И Данка, и ее мать оставили Плачув еще летом – лишь в том, в чем были одеты в тот час. На Данке была только рубашка, легкая курточка и темная юбка. Поскольку этим вечером пошел первый снег, мать предложила Данке разорвать одеяло и обмотаться обрывками под юбкой.
В ходе обыска эсэсовцы обнаружили испорченное имущество.
Офицер, стоя перед строем женщин, вызвал старосту барака – женщину из Дании, которую до вчерашнего дня еще никто не знал, и сказал, что она будет расстреляна вместе с той заключенной, у которой под одеждой будут найдены обрывки одеяла.
Миссис Дрезнер торопливо прошептала Данке: «Все снимай, я закину обрывки обратно в барак».
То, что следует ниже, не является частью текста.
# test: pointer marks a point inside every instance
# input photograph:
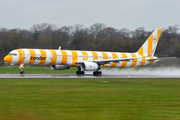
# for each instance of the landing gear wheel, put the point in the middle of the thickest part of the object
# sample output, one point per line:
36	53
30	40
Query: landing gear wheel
80	72
21	72
97	73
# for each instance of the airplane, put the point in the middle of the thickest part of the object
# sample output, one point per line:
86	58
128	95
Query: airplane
86	60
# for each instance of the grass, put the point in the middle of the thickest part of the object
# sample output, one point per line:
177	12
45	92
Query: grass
34	70
89	99
72	70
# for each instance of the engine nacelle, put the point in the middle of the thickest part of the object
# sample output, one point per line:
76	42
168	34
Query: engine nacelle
59	67
89	66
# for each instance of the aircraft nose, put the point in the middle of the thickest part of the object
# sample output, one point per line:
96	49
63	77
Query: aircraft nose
8	58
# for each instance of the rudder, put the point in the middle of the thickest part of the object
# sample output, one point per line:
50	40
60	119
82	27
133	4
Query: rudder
149	47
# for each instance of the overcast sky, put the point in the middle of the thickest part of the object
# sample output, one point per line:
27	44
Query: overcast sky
129	14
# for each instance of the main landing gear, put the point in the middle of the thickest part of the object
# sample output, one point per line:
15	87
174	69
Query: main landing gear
97	73
80	72
21	66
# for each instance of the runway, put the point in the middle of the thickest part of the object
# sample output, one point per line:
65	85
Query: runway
85	76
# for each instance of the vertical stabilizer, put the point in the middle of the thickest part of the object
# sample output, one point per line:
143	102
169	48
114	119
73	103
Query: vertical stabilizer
149	47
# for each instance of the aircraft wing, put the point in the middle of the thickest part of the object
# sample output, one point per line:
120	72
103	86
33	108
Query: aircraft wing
105	61
165	58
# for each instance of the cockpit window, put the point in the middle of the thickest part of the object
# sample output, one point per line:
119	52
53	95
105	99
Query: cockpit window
14	54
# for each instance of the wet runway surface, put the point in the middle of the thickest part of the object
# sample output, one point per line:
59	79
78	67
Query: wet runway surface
85	76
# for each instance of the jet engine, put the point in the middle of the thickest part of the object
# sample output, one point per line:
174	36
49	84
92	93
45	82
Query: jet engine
59	67
90	66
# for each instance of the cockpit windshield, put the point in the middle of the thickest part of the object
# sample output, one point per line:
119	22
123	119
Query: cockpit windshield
14	54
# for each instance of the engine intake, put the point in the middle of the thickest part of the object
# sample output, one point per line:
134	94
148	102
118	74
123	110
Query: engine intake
59	67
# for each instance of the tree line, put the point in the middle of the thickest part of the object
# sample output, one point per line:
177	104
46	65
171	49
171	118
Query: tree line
98	37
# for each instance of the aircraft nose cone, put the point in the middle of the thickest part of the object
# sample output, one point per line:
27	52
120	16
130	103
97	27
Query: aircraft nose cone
8	58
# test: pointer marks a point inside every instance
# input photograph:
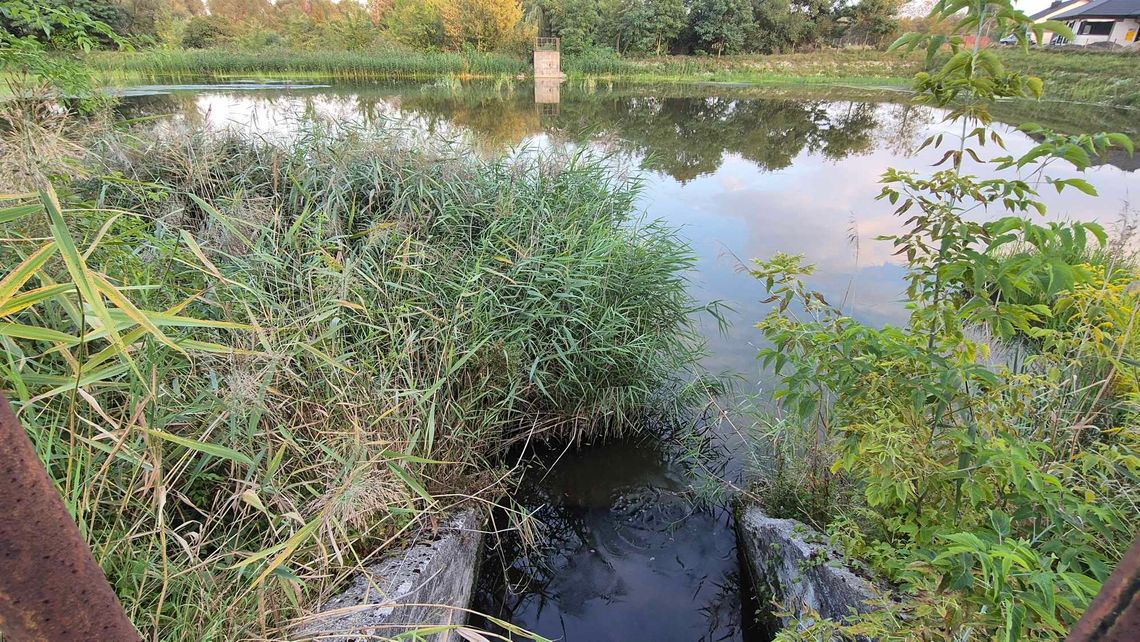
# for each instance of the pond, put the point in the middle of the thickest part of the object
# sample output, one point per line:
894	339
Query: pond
629	546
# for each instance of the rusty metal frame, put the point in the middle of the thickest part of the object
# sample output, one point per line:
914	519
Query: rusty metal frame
1114	615
50	586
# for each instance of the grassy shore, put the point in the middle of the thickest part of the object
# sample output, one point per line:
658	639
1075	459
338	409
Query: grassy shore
1072	75
294	352
1091	76
348	65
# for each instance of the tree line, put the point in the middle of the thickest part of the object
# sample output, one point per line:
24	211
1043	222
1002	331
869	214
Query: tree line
635	27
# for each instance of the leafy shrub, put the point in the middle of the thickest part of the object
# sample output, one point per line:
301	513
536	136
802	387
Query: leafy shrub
994	492
203	32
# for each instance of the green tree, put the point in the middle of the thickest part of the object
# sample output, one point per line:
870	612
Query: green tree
43	42
652	25
577	23
416	23
784	25
242	10
486	24
870	22
721	25
203	32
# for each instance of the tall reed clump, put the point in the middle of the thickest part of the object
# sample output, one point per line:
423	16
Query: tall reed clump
387	63
251	366
982	458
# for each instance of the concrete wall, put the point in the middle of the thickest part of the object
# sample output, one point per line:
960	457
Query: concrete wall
794	565
1118	35
547	64
429	585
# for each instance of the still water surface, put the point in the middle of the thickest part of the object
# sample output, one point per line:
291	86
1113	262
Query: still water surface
627	552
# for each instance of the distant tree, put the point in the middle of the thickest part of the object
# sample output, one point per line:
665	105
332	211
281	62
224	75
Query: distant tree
143	17
721	25
486	24
786	25
577	23
652	25
780	26
377	9
32	23
241	10
41	42
871	22
416	23
188	8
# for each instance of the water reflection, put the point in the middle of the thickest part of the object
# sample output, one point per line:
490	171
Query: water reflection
743	172
627	552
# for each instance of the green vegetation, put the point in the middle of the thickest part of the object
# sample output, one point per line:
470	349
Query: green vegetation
983	458
220	63
252	366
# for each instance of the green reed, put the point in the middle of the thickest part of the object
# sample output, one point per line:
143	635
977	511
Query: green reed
349	328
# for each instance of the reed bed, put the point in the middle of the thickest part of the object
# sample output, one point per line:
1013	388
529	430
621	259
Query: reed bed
253	366
345	65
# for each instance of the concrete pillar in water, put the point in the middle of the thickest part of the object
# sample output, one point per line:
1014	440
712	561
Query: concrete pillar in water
547	58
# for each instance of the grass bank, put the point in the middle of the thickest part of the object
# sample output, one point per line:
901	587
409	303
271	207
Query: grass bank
1071	74
1075	75
286	355
347	65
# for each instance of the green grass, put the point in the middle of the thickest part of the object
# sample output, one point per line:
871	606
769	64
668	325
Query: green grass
221	63
1071	75
377	319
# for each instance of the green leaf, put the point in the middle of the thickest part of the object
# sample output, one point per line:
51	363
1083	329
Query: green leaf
24	271
202	447
19	331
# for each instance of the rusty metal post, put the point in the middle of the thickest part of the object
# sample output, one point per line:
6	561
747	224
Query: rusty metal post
1114	615
50	586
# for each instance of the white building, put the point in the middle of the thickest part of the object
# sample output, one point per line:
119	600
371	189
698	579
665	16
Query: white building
1104	21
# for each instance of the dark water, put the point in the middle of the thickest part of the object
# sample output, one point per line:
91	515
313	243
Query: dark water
629	547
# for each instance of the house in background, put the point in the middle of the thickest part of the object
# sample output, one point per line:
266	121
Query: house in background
1050	14
1116	22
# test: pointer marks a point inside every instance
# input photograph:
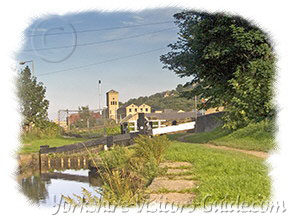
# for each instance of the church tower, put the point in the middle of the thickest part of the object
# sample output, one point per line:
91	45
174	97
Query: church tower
112	98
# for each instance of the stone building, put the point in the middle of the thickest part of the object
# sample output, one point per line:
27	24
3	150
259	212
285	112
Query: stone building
112	99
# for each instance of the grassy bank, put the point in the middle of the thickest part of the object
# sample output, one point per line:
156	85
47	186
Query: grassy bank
222	174
258	137
32	145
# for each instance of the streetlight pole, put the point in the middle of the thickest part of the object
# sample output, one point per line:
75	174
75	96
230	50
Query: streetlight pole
29	61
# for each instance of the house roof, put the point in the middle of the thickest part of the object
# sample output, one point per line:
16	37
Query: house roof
125	106
171	116
112	91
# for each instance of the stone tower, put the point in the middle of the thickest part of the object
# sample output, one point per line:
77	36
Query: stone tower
112	98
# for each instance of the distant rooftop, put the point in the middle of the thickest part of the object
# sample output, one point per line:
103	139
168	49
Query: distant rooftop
112	91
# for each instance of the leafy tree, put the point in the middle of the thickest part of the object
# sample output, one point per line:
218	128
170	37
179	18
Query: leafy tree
230	61
33	104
Это можно было сделать. Барак стоял на уровне земли, и в него не вели ступеньки. Женщины из заднего ряда могла проскользнуть в него. Так же, как когда-то Данка беспрекословно послушалась своей матери и укрылась за стенкой на Дабровской в Кракове, она подчинилась ей и сейчас: быстро извлекла из-под одежды обрывки самого тощего в Европе одеяла. И пока ее мать скрылась в бараке, проходивший мимо офицер СС вывел из строя женщину примерно тех же лет – по свидетельствам очевидцев, ее фамилия была Штернберг – и приказал отвести ее в самую худшую часть лагеря, где уже невозможно было питать никаких иллюзий относительно Моравии…
Женщины поняли: никакая из групп так называемых промышленных заключенных не может чувствовать себя в Аушвице в безопасности. Никакие выкрики
Если администрация Аушвица позволяла себе ослушаться указаний «ИГ Фаббен» и соответствующего отдела в Берлине, чего ради ей было волноваться из-за баб какого-то мелкого немецкого горшечника?!.
Жизнь в бараке, в котором поселили «женщин Шиндлера», скорее можно было назвать существованием на открытом воздухе. В окнах не было стекол – они служили лишь для того, чтобы чуть смирять порывы холодного ветра из России. Большая часть узниц маялась дизентерией. Корчась от спазм в желудке, они в своих деревянных башмаках добирались до жестяного ведра, стоявшего в грязи. Женщины, выносившие его, получали лишнюю миску супа.